Art, technology, and creative processes: A new paradigm for artistic production
DOI:
https://doi.org/10.47909/978-9916-9331-4-5.52Keywords:
assisted creation, computational mannerism, aesthetics of artificial intelligence, biological pathway in creative process, neuroimagesAbstract
This study explored the evolving relationship between contemporary art, artificial intelligence (AI), and neuroscience, challenging the anthropocentric notion of artistic creation as uniquely human. The research question to be analyzed was as follows: “How are algorithms reshaping the artist and creativity in the 21st century?” To address this question, the integration of concepts from art theory, neuroscience, and AI was considered. This examination explored the manner in which neuroimaging technologies and biometric algorithms were reshaping our understanding of creativity. The study examined the impact of scientific progress on artistic expression across different eras, ranging from the advent of psychoanalysis to the emergence of computer technologies. It demonstrated how neuroscience was facilitating our understanding of the brain processes underlying creativity, including the neurotransmitters and cortical regions implicated in artistic processes. Empirical analyses were supported by neuroimaging studies that established a correlation between brain activity and aesthetic experiences, as well as algorithmic simulations that simulated artistic cognition. Recent findings indicated an increasing role for AI in artistic production, with the technology emulating the brain’s creative processes. The neurotransmitters dopamine and oxytocin were demonstrated to influence artistic motivation and pleasure.
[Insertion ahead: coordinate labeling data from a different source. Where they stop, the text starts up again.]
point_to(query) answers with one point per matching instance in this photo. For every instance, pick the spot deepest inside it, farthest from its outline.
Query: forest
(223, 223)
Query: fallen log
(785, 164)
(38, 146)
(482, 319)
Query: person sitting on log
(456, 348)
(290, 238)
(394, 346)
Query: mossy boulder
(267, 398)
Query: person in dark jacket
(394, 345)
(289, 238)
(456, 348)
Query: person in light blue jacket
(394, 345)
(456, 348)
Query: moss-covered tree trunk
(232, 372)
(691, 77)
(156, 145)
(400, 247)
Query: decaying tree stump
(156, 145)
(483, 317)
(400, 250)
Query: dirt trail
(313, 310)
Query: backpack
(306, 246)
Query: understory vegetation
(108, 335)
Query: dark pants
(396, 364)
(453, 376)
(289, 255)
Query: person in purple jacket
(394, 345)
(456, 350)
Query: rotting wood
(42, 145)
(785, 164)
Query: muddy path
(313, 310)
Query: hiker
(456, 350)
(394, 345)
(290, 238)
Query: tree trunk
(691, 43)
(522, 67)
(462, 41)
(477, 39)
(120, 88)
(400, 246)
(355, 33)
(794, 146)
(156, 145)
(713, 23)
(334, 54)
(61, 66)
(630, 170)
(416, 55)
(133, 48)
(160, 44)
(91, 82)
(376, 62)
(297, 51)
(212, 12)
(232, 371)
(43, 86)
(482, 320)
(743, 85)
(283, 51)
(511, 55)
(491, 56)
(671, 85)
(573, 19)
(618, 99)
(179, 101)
Furthermore, neuroimaging studies showed that creative activities resulted in the activation of regions such as the limbic system and the prefrontal cortex. The extension of these processes enabled algorithmic models to generate artworks that defied conventional art definitions. The investigation introduced computational mannerism, a concept in which digital interfaces and machine learning expanded artistic potential by reflecting human cognitive patterns in real-time iterations. This suggested a fusion of human intuition and machine logic, thereby challenging the exclusivity of human creativity. This integration of neuroimaging data into algorithmic systems represented a paradigm shift, giving rise to a range of ethical and philosophical questions concerning authorship, creativity, and the artist’s role in the digital age. As AI progresses, it became imperative to develop novel theoretical frameworks to comprehend its cultural and metaphysical influence on artistic expression.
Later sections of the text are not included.